In March 2023, several news outlets reported on a somewhat unusual listing at Whyte's auction house in County Dublin. It was a painting called "Strange Days," in which a nude wearing knee-high stockings reclines on a sumptuous bed, back to the audience, observing herself in a mirror where the viewer can see her face. The shaven head of the figure makes it clear: it is Sinéad O'Connor, who indeed had posed for the painting. "Strange Days" was created by acclaimed Irish artist Jim Fitzpatrick, who had previously provided O'Connor with the cover artwork for her 2000 album "Faith and Courage." The friendship between artist and sitter was also intimated by reports that O'Connor herself had decided on the landscape beyond the figure: a view of an area of Dublin called Pigeon House. The work, which was initially created for a nightclub, sold for €19,000 ($20,000), which, though impressive, was well below the €30,000 ($32,000) estimate.

Bizarrely, O'Connor herself had previously owned the painting, having initially bought it in 2003 instead of it going to the nightclub as originally planned. She then sold the painting in 2005 for €15,000 ($20,000 at the time), after which it was sold again in 2011 for €24,000 ($32,000), €5,000 more than it did a decade later. It is reasonable to assume that the painting would fetch far more following O'Connor's tragic death.

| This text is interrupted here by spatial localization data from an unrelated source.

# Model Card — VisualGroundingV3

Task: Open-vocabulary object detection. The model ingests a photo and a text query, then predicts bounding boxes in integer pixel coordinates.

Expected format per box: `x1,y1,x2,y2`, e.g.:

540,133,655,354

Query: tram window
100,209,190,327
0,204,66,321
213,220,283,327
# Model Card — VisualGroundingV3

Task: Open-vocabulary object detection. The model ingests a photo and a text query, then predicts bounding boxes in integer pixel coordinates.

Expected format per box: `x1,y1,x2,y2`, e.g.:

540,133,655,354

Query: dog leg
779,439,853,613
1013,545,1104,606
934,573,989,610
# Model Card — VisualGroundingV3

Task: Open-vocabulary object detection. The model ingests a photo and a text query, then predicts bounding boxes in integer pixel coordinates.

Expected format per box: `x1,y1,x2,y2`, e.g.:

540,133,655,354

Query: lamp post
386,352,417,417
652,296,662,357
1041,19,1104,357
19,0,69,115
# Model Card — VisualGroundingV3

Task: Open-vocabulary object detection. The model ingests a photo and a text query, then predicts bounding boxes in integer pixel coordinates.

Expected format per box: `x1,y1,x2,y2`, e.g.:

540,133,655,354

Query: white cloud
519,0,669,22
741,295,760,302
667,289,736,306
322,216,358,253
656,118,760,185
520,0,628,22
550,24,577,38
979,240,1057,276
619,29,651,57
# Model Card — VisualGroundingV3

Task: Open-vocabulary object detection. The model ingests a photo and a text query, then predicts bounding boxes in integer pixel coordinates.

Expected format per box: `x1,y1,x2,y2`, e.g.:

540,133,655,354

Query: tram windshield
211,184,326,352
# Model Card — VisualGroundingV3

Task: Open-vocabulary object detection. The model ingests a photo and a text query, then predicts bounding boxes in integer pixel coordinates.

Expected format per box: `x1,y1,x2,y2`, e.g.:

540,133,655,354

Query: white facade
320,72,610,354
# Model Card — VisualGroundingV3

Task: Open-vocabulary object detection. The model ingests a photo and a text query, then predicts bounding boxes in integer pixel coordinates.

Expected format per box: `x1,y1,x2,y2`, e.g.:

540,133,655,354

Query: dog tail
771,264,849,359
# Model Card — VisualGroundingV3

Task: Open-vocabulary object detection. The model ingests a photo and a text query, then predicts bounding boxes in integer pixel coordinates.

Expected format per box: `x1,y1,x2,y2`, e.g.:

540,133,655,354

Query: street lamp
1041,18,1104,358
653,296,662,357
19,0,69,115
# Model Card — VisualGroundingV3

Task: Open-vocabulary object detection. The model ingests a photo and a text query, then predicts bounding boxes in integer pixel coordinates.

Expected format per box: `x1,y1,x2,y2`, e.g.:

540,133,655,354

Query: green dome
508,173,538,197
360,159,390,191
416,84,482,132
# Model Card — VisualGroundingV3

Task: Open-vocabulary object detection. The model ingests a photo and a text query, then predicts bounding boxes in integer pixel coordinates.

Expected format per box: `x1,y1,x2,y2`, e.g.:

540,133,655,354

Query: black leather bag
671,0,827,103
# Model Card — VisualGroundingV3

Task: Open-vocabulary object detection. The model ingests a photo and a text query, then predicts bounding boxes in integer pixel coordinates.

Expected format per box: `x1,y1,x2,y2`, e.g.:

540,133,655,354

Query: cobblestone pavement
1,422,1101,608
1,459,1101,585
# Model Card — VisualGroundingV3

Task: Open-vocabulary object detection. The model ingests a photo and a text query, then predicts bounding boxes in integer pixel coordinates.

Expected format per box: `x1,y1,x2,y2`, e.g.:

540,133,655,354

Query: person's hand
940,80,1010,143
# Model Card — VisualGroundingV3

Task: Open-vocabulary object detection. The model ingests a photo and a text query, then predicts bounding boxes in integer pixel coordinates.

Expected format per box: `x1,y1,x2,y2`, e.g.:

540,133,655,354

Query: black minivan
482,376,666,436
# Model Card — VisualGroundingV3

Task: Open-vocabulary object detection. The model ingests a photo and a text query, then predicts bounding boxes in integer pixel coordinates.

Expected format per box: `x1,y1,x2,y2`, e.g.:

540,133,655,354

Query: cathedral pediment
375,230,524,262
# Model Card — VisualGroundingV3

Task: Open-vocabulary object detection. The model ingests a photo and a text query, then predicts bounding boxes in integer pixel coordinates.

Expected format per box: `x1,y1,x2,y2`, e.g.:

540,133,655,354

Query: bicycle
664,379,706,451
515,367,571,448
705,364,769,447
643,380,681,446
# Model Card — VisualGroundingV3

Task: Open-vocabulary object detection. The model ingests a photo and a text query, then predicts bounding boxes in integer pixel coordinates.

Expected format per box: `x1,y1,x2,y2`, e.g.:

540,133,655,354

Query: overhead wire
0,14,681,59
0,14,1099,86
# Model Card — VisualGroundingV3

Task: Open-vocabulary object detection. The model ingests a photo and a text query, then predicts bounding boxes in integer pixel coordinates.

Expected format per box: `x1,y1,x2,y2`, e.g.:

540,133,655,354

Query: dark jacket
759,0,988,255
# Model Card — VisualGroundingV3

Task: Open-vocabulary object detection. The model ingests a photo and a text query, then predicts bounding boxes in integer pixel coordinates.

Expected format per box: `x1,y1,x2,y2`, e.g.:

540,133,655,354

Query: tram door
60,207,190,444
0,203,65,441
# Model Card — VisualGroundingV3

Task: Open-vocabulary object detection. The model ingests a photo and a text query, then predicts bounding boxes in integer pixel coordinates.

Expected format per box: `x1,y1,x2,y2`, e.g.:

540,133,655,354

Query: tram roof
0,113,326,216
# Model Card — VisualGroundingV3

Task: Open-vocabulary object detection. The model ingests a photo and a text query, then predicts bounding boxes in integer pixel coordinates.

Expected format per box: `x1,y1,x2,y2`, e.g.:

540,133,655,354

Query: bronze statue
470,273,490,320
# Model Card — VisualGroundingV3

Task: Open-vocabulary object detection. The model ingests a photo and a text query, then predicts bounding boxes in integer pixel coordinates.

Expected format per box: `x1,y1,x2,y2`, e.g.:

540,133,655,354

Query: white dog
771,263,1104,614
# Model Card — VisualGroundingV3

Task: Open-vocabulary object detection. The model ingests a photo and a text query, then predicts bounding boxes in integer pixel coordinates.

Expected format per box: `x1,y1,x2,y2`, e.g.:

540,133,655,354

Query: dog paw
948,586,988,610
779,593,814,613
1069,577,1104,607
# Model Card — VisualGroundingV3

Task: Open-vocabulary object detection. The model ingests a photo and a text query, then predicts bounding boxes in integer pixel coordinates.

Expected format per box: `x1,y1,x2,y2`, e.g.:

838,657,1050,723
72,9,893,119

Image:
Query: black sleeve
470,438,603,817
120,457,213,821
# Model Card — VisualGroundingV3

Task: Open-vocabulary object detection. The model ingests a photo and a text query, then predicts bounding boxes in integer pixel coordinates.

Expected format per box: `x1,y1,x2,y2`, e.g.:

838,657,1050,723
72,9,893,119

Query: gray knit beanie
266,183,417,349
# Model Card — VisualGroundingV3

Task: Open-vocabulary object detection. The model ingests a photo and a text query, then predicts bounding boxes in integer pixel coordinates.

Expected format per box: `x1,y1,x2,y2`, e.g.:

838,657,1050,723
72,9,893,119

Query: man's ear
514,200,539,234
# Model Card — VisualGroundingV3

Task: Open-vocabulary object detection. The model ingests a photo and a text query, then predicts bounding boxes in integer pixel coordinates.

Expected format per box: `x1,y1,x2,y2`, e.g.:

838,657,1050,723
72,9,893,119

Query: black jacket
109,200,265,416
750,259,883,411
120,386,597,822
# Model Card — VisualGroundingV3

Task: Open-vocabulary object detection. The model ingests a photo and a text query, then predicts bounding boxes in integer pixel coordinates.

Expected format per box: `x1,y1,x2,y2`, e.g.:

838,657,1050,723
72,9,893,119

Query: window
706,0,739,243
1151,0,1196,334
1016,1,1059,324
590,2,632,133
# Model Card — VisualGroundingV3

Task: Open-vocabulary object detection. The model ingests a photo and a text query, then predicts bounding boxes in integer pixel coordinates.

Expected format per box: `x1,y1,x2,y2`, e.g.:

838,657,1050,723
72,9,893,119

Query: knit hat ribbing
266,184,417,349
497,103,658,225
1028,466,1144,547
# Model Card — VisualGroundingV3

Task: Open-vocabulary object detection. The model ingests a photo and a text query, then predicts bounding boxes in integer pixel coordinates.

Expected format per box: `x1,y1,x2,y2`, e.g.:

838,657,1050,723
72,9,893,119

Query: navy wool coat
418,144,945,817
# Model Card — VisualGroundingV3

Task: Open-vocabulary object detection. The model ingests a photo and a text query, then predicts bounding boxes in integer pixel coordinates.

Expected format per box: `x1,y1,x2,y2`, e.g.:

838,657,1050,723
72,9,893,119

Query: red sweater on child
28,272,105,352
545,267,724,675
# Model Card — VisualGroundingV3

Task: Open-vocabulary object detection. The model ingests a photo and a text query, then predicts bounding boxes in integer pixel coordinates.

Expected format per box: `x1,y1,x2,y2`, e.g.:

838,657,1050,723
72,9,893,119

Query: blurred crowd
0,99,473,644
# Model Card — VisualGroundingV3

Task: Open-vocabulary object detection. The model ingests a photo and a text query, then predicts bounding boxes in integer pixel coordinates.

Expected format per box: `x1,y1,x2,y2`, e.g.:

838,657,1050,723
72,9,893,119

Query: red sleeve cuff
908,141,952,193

O'Connor and Prince had a disturbing altercation

"Nothing Compares 2 U," Sinéad O'Connor's biggest hit and her signature song, was a cover version of a then-obscure Prince composition, but as she told The New York Times in 2021, "As far as I'm concerned ... it's my song." Still, it seems that Prince had a problem with the fact that O'Connor made his song a hit.

As she recounts in her autobiography, in 1991, Prince invited O'Connor to come to his house for a meeting. However, he claims that what could have been an artistic meeting of minds became a traumatic ordeal for her. It was during this meeting that Prince criticized O'Connor for her foul language in public, tried to force her to eat soup against her will, and after suggesting a pillow fight, allegedly hit her with something heavy concealed in the pillowcase. He also reportedly refused to allow her to leave, and when she made a break from the house, he pursued her in his car. In 2021, she publicly accused Prince of violence against women, per The Guardian.

"You've got to be crazy to be a musician," O'Connor told The New York Times. "But there's a difference between being crazy and being a violent abuser of women."